Guidati dal coreografo valenciano Marcos Morau, i sei interpreti accompagneranno il pubblico in un viaggio tra sogno e metaverso, grazie a un intreccio di costumi sgargianti, luci e video-animazioni che trasformano continuamente lo spazio scenico. Un universo sospeso, in bilico fra realtà e immaginazione, che diventa omaggio al momento fragile e fertile del passaggio dall’adolescenza all’età adulta.
Lo spettacolo rientra inoltre nel progetto inclusivo Open: ci sarà dunque una audiodescrizione poetica dal vivo per persone cieche e ipovedenti. Abbiamo intervistato Morau.
Quando inizia a creare un nuovo lavoro, cosa lo accende di solito: un’immagine, una parola, un’idea visiva o un movimento?
Gli inizi sono sempre incerti, casuali, un po’ goffi. Sono scintille che si accendono in luoghi imprevisti. A volte nascono da un’immagine, da un pensiero, da un sogno, da una reazione politica al mondo che ci circonda. Serve sempre una forza che metta in moto l’intero processo e, se il terreno è fertile, può crescere un universo estetico, plastico, politico e artistico. La chiave è restare vigili, per riconoscere quando arriva quel primo momento.

E in che modo la letteratura, il cinema e la pittura influenzano il suo processo creativo?
Tutto ciò che mi circonda mi influenza: ciò che vedo, che ascolto, che assorbo da altri linguaggi artistici, i miei ricordi, la mia formazione, la mia posizione politica. Leggere è un modo di creare. Ascoltare musica è un modo di creare. Tutto passa attraverso di me, tutto mi segna, anche solo per essere scartato, anche solo per offrirmi un quadro creativo in cui sentirmi al sicuro, per così dire.
Il suo lavoro spesso unisce gesti quotidiani a immagini surreali.
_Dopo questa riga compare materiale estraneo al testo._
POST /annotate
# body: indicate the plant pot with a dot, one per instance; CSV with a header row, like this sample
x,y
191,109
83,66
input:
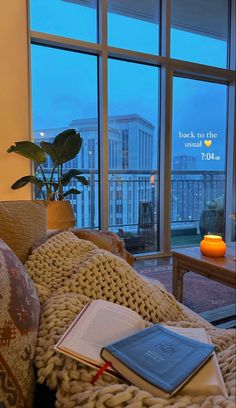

Come trova l’equilibrio tra realtà e astrazione?
Credo che l’astrazione arrivi dove la vita non arriva, dove non arrivano il concreto e il tangibile. La musica, come la danza, apre spazi, offre un orizzonte di significato più ampio. Suggerire è meglio che dire, anche se a volte sento il bisogno di gridare. Ora mi sento a mio agio nel muovermi dentro quei vortici. Come nei quadri di Francis Bacon, dove vediamo corpi deformati, luoghi riconoscibili ma alterati, sospesi tra vita e sogno, tra reale e immaginato, tra figurativo e astratto.

Dunque cosa ha ispirato «Firmamento»?
Firmamento è un dono che faccio agli adolescenti. Forse anche un po’ a me stesso, a quella mia adolescenza in cui tutto era ancora da scoprire, in cui la creatività bussava alla porta e capivo che altri mondi e altri sguardi erano possibili. Il firmamento, come la mente umana, è infinito: questa è l’idea che ha acceso e guidato l’intera creazione.
Cosa deve aspettarsi la platea?
Chi verrà a vederlo troverà un puzzle magico. Un gioco, un inno alla libertà creativa, fatto di testo, musica, riflessione filosofica, libertà espressiva e percettiva. Ci si immerge in un mondo sorprendente, come in un film di Miyazaki, dove ogni personaggio porta stupore e meraviglia. Credo che Firmamento sia l’opera più sorprendente che abbia mai realizzato, perché non segue alcun modello preciso e allo stesso tempo mette al centro la cosa più preziosa: la creatività.